Throughout his career, Laffoon has consistently made decisions that diverged from conventional thinking. Yet it’s this boldness that has ultimately helped paved the way for many of the company’s successes. “I have always had a very contrarian view on the notion that everything printed is going to die. I think that print mediums that are fundamentally a one-time consumption medium—like newspapers—will go digital,” he says.
“But what bridges the gap are the things you have that are more than one-time use, that you want to look at again and again, and that you want to have on your shelf because it says something about you. Those are the products that aren’t going to go away. I actually think that, the fewer things you have around you, the more valuable they become. The books you’re going to choose to put on your shelves in the future are really going to speak volumes about you.”
Take risks—but only intelligent ones you believe in.
In keeping with its contrarian outlook, Mixbook isn’t afraid to try something different, even if it could end in failure. “As I see it, Mosaic was a risk, and when we proposed the idea, our board said it was stupid and that we shouldn’t do it,” Laffoon says.
“They told us to not do it.
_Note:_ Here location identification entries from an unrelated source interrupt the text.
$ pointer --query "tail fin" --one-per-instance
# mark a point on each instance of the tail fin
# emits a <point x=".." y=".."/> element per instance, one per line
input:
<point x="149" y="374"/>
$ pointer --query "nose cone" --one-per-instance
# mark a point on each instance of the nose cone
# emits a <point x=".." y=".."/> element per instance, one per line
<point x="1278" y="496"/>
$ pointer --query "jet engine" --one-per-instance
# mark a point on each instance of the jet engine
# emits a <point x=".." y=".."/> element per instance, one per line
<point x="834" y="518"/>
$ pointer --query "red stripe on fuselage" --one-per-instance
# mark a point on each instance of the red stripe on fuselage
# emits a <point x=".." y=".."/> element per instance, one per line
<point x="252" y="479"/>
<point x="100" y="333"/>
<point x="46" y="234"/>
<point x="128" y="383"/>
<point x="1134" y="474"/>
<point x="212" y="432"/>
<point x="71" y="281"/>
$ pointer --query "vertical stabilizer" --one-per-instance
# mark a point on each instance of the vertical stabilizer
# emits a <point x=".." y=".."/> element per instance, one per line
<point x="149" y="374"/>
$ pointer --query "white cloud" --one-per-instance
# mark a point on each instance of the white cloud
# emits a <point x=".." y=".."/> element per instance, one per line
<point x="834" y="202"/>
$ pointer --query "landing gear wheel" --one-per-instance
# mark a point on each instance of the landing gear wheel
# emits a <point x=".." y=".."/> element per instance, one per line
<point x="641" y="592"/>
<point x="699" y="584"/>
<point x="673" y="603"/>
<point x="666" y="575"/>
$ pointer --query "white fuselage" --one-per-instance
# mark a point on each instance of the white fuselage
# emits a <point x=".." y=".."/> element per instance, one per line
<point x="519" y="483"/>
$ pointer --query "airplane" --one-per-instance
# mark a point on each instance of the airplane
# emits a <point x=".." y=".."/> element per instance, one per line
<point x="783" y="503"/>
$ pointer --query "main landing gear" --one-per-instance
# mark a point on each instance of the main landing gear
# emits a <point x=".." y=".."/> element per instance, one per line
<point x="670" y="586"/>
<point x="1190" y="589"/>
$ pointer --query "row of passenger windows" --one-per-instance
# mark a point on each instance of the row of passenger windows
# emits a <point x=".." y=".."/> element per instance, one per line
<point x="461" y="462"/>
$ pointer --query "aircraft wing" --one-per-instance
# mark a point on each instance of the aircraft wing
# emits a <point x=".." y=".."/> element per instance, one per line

But we thought, ‘No, this is the camera of the future, and this is the place where people are taking their photos. Yes, it is possible people don’t want to create a photo album from their phones. But I think they will.’ ”
Above all else, emphasize customer service.
If you don’t have customers, your company doesn’t exist. But if you have happy customers, you’re that much closer to having a successful company.
“We are crazy about customer service,” he says. “With Montage, for example, every order comes with a return label. Nobody else in the industry does that. The only way that a return happens is if somebody isn’t happy with the product, and we absolutely want to know if that happens.”
To make sure its customers are happy, Mixbook methodically chooses whom it partners with, and it regularly assesses its and its partners’ performance. “We do everything from issuing a report card that every printer gets every week to mystery shopping ourselves and our third-party vendors to make sure our performance stays at the highest level,” Laffoon explains.